Victoria Laundry (Windsor) Ltd v Newman Industries Ltd | |
---|---|
Court | Court of Appeal |
Citation(s) | [1949] 2 KB 528 |
Case opinions | |
Asquith LJ | |
Keywords | |
Remoteness |
Victoria Laundry (Windsor) Ltd v Newman Industries Ltd [1949] 2 KB 528 is an English contract law case on the remoteness of damage principle.
Newman Industries Ltd was meant to deliver a boiler for Victoria Laundry (Windsor) Ltd. The delivery was five months late. As a result of not having enough laundry capacity, Victoria Laundry lost a lucrative contract from the Ministry of Supply. It issued for the ordinary profit that it had forgone through not having the boiler on time. The question was whether it could also claim the extraordinary profit it would have made, had it been able to take advantage of the lucrative Ministry of Supply contract.

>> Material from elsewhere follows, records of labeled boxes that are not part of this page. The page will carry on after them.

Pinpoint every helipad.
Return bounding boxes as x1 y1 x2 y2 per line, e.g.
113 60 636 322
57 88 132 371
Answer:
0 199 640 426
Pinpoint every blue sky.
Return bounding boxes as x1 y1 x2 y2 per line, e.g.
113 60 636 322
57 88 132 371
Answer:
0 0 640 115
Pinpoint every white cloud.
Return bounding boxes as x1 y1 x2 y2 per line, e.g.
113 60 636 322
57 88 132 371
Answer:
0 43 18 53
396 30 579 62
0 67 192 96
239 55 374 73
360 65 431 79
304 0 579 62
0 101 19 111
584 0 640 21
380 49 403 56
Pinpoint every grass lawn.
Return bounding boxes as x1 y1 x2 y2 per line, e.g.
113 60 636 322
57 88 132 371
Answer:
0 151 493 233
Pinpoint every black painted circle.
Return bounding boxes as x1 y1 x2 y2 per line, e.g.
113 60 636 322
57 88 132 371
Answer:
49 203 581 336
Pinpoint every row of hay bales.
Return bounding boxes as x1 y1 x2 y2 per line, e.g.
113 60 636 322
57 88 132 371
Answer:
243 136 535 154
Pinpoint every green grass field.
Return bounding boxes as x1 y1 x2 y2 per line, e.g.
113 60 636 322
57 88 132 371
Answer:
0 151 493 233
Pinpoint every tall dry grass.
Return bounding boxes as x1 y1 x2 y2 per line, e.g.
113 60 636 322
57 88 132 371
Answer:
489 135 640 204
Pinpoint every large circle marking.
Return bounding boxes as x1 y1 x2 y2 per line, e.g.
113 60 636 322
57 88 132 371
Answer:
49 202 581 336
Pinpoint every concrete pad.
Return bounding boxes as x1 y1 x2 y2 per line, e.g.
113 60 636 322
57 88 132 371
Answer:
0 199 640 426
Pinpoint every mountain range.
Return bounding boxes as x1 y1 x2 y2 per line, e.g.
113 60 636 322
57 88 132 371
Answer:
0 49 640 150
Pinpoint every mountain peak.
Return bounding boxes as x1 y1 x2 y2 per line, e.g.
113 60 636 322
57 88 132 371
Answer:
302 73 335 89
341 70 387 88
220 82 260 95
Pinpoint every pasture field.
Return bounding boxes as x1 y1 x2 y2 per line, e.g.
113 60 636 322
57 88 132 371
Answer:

Asquith LJ in the Court of Appeal held that Newman Industries only had to compensate for the ordinary, not the extraordinary loss of profits. He distinguished losses from “particularly lucrative dyeing contracts” as a different type of loss which would only be recoverable if the defendant had sufficient knowledge of them to make it reasonable to attribute to him acceptance of liability for such losses. The vendor of the boilers would have regarded the profits on these contracts as a different and higher form of risk than the general risk of loss of profits by the laundry.